Full_dtm <- DocumentTermMatrix(ham_or_spam_corpus)
Full_dtm <- removeSparseTerms(Full_dtm,.995)
Train_dtm <- Full_dtm[300:700,]
Test_dtm <- Full_dtm[c(1:299,701:3000),]
frequentTerms <- findFreqTerms(Train_dtm, 5)
Train_Labels <- hamspamdf[300:700,]$hamorspam
Test_Labels<- hamspamdf[c(1:299,701:3000),]$hamorspam
#inspect(Freq[1005:1010,2002:2012])
#Cleaning Sparse terms
#sparsedtm <- removeSparseTerms(Freq,.995)
Train_dtm_freq<-Train_dtm[,frequentTerms]
Test_dtm_freq<-Test_dtm[,frequentTerms]
Splitting the dataframe into test and train data.
#split <- sample.split(hamspamdf, SplitRatio = .7)
traindata <- hamspamdf[300:700,]
testdata <- hamspamdf[c(1:299,701:3000),]
Converting the matrix into yes and no strings as the data is
numerical and must be categorical.
#classifier <- naiveBayes(hamorspam ~., data = traindata)
#freqTrainData <- traindata[ , frequentTerms]
#freqTestData <- testdata[ , frequentTerms]
convert_counts <- function(x) {
x <- ifelse(x > 0, "No", "Yes")}
mail_Train <- apply(Train_dtm_freq, MARGIN = 2,
convert_counts)
mail_Test <- apply(Test_dtm_freq, MARGIN = 2,
convert_counts)
#mailTest <- apply(testdata, MARGIN = 2,convert_counts)
Using the Training data set and the corresponding labels to create
our classifier using Naive Bayes.
classifier <- naiveBayes(mail_Train, Train_Labels)
Using our classifier to predict the testing data.

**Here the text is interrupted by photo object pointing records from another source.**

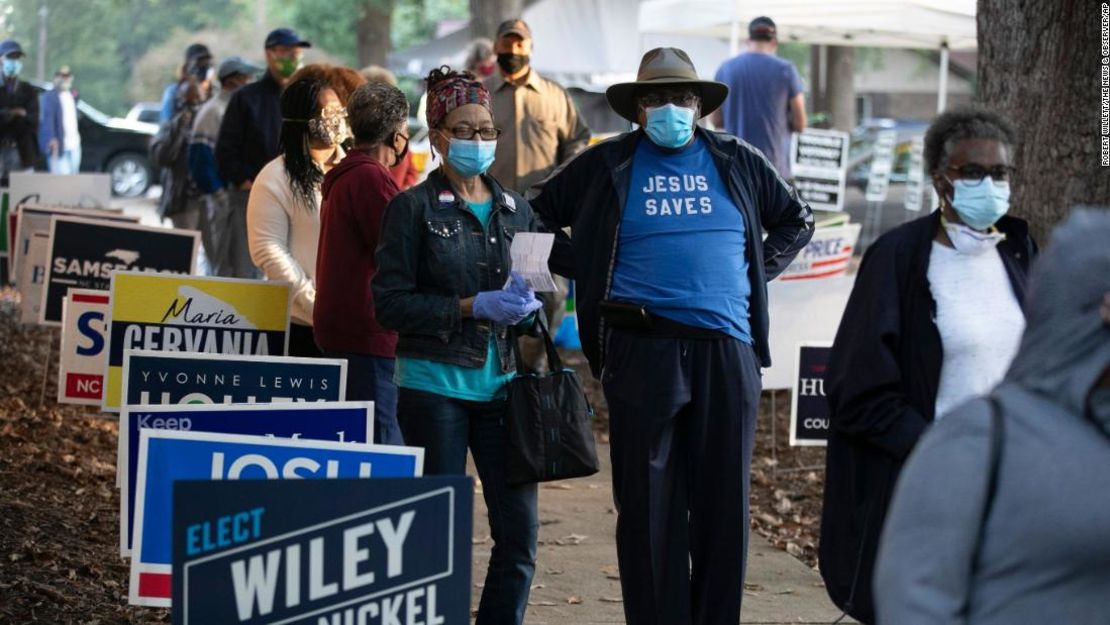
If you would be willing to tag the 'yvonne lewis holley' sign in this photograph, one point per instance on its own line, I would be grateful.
(185, 377)
(82, 253)
(809, 410)
(171, 313)
(343, 552)
(169, 455)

predicted <- predict(classifier, mail_Test)
summary(predicted)
## ham spam
## 2358 241
Conclusion:
Based on the prediction, we recieved 10.22% spam rate. This is off
as our original data set had 16.667% spam rate to the total. Our model
can be improved upon further it seems. One suggestion would be to remove
words that are common between the two sets to further the accuracy.